Friday, December 01, 2006

Palliative Sedation

Before taking one of my most recent nursing classes, I had not been exposed to the concept of palliative sedation. Throughout this class I have been exposed to articles which helped me to understand what palliative sedation really is. I have found many people also do not know what it is or why it would be used. I think it is important for people with friends or family members who are suffering to have an understanding of what palliative sedation is, so they are more capable of making decisions surrounding end of life care.
Palliative sedation is used done with the intent to relieve subjective and objective symptoms. Objective symptoms are those which we can see, such as crying or a pain rating of 10/10. Subjective symptoms we can not see, we can only believe what the patient is telling us. Emotional suffering is often missed because physicians have a hard time sedating a patient based merely on what they are telling you. People remain in anguish due to physicians personal struggle of knowing who is really suffering from those who just want to be sedated as an escape or to hasten their death. As a nurse and as a family member it is really important to advocate for the person who is suffering. We are the ones who know the people best and are able to validate the patients emotional suffering.
Nurses can struggle with palliative sedation because it can hasten death. The reason palliative sedation is ethically ok is due to the intent one has while administering it. The nurse must remember their intension is to promote comfort, but with that death may occur. In order for nurses to continue on and maintain their own stability, they have to remember someone always has to give the last dose of a drug, and they need to remember the good they did for the patient.
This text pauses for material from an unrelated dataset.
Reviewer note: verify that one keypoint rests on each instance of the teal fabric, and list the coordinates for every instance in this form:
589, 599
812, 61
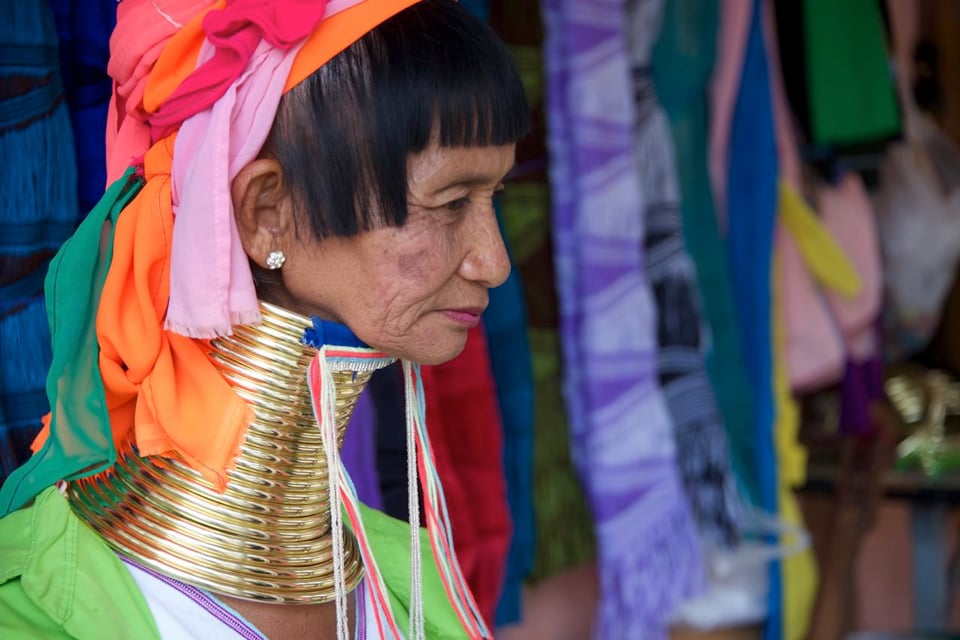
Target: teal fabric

If a patient dies shortly after a dose of medication you gave, you did not kill them, you simply gave the last dose and the person died because they were ready for one reason or another. Nurses who maintain this sedation for patients are relieving them of suffering and unbearable pain. Doing this for them is not only what the patient wants, but it also restores quality into their life.
Families need to understand the same things that nurses do. They need to know the intention is to relieve pain, which can not be relieved by any other method. Families should be comforted by knowing palliative sedation is freeing the patient of pain.
With this bit of information on palliative sedation, I hope people are more aware and have a better understanding of what it is and how it is useful to patients. This knowledge should be used to free caregivers of the burden they may feel from administering it. This should also free family members of any burden they may feel by choosing to have someone close to them sedated. No one wants to suffer and thanks to palliative sedation no one has to.